Competitive bidding underlies a growing body of proposals to control costs and increase the efficiency of the Medicare program. One of the most recent proposals for competitive bidding was released by the Bipartisan Policy Center, a distinguished group that includes two former Senate Majority Leaders (Tom Daschle and Bill Frist), a former Chair of the Senate Budget Committee (Peter Dominici), and a former Director of the Congressional Budget Office (Alice Rivlin). The interest in competitive bidding is a good sign. In a review of competitive bidding efforts for Medicare, we found that competitive bidding was relatively straightforward to implement for many different parts of Medicare.

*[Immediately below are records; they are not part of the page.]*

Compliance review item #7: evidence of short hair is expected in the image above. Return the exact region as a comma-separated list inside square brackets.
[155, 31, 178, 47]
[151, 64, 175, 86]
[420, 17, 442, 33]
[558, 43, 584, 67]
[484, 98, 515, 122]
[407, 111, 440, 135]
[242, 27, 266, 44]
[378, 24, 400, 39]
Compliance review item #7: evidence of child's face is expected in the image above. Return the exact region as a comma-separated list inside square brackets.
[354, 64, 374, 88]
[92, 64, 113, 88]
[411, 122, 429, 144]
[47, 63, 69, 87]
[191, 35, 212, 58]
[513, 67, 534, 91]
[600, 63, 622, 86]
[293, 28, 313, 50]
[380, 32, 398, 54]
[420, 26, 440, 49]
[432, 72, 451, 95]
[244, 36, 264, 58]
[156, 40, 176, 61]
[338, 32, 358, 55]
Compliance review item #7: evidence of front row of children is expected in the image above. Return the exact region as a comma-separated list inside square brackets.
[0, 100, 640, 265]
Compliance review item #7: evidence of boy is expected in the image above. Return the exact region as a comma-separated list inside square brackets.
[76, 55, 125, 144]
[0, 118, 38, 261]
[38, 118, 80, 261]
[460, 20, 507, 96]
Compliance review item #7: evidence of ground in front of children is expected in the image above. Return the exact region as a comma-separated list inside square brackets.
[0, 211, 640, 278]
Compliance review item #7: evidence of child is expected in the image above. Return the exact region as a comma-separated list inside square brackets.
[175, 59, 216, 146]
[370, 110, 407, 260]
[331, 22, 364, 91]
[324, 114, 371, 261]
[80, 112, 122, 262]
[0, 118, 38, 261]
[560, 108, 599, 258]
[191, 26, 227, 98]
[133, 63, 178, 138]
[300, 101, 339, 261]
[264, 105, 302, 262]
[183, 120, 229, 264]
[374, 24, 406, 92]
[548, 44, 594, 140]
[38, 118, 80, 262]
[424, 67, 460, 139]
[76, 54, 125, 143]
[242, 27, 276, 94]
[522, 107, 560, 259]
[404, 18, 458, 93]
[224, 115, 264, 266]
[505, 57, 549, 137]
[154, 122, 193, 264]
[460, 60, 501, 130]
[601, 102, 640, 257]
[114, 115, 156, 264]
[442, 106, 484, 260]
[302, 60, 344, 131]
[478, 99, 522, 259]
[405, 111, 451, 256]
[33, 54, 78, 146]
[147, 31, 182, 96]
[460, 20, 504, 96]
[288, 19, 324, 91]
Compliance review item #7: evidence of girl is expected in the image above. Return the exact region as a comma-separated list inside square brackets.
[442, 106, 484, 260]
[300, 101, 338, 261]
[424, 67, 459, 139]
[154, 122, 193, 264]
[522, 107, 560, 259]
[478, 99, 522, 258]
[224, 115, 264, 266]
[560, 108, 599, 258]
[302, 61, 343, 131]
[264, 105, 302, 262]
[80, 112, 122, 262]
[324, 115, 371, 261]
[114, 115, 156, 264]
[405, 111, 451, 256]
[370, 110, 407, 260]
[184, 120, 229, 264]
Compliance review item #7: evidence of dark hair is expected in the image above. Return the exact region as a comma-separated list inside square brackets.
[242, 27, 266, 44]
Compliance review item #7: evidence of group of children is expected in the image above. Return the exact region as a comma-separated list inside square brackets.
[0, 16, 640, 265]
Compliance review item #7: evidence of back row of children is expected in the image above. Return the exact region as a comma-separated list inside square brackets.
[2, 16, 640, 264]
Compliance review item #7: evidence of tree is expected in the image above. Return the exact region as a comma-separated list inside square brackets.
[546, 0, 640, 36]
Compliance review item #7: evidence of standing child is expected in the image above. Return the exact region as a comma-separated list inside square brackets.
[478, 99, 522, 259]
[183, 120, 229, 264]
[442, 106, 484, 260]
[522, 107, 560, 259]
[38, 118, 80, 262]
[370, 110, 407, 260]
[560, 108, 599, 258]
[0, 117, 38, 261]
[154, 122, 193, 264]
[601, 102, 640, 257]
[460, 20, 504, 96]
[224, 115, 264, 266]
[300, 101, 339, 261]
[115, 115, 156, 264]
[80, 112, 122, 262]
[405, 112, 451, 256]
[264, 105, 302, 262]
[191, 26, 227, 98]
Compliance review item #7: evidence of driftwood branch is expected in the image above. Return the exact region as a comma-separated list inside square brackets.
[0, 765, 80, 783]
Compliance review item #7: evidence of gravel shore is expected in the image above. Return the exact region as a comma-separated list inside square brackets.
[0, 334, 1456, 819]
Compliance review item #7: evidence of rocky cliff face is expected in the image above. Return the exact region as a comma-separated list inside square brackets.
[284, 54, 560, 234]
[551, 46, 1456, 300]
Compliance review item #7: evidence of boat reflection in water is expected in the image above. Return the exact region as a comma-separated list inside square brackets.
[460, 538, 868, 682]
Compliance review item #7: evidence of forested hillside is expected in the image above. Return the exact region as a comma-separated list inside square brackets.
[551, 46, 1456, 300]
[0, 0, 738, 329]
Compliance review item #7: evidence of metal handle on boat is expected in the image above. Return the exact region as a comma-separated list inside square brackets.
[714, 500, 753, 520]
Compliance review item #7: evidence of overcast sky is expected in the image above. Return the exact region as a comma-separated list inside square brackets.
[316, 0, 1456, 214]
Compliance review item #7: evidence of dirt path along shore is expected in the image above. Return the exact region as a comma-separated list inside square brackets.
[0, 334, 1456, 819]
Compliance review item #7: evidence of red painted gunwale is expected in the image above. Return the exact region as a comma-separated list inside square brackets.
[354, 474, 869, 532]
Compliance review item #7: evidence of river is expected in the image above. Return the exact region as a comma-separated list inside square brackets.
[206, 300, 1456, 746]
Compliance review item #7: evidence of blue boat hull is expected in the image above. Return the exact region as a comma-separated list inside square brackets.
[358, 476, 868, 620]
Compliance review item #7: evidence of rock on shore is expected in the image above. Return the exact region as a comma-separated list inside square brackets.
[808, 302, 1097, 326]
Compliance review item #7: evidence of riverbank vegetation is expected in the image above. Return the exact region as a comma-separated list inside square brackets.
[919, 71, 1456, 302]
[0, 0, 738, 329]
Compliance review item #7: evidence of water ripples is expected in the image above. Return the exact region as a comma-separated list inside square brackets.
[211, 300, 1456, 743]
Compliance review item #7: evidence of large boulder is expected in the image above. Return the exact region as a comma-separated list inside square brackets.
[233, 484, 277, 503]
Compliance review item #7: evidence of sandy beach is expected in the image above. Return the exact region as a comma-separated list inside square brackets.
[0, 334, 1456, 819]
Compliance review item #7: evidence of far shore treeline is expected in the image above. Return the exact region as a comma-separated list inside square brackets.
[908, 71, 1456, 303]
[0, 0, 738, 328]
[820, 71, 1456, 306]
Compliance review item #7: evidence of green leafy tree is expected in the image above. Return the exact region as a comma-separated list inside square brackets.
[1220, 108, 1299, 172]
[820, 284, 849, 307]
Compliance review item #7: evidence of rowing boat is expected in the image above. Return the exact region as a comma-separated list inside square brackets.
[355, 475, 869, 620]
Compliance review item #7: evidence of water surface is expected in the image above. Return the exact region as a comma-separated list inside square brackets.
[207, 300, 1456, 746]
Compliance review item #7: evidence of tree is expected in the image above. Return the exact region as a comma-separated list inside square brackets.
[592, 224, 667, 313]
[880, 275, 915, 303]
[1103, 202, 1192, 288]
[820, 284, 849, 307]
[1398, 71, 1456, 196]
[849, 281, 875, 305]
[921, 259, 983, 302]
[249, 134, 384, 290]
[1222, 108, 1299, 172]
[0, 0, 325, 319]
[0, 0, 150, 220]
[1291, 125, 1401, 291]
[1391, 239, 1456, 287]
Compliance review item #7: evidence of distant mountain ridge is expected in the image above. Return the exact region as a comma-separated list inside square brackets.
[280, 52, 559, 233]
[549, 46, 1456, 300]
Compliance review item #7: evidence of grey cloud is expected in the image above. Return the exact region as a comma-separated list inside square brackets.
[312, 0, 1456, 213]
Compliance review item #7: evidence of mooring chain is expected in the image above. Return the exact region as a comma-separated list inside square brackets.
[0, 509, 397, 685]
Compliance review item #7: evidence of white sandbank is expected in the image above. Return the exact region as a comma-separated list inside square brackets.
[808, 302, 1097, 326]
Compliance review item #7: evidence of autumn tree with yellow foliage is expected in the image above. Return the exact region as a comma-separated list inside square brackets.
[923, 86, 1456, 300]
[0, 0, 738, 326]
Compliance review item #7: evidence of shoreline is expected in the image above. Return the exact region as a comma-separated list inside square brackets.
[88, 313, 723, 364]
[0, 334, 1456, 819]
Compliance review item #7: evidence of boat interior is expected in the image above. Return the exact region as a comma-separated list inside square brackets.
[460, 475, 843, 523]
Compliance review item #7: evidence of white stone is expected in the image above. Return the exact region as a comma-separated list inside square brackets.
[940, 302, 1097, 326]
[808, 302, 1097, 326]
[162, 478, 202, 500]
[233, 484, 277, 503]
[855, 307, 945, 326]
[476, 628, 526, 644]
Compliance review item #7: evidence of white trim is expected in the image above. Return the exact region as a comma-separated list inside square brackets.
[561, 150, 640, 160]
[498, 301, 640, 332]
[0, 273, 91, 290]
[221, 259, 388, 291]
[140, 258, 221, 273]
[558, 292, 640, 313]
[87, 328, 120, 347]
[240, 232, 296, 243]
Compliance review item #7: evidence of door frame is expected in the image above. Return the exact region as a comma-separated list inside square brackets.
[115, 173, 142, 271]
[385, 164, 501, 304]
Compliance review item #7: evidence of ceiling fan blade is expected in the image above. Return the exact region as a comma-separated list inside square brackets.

We also found that all of the competitive bidding demonstrations that reached the point of bid evaluation — even those using bidding models that were watered down under provider pressure — demonstrated that they would save substantial amounts of money. Competitive bidding thus is a proven method for bringing efficient prices to Medicare. Unfortunately, the BPC’s proposals for competitive bidding are critically flawed. Most important, the BPC proposal proposes a limited form of competitive bidding, restricted to Medicare Advantage plans only – the traditional Medicare fee-for-service (FFS) plan is not one of the bidders. For reasons detailed below, that is a serious flaw. There are other important flaws as well in the BPC proposal. We propose a bidding arrangement for all Medicare plans, MA plans and the traditional FFS Plan. In this post, we explain why. We first review the BPC proposals and then describe the problems that would result from the particular form of competitive bidding BPC has proposed, and why a more comprehensive bidding arrangement would be a far more important reform for Medicare.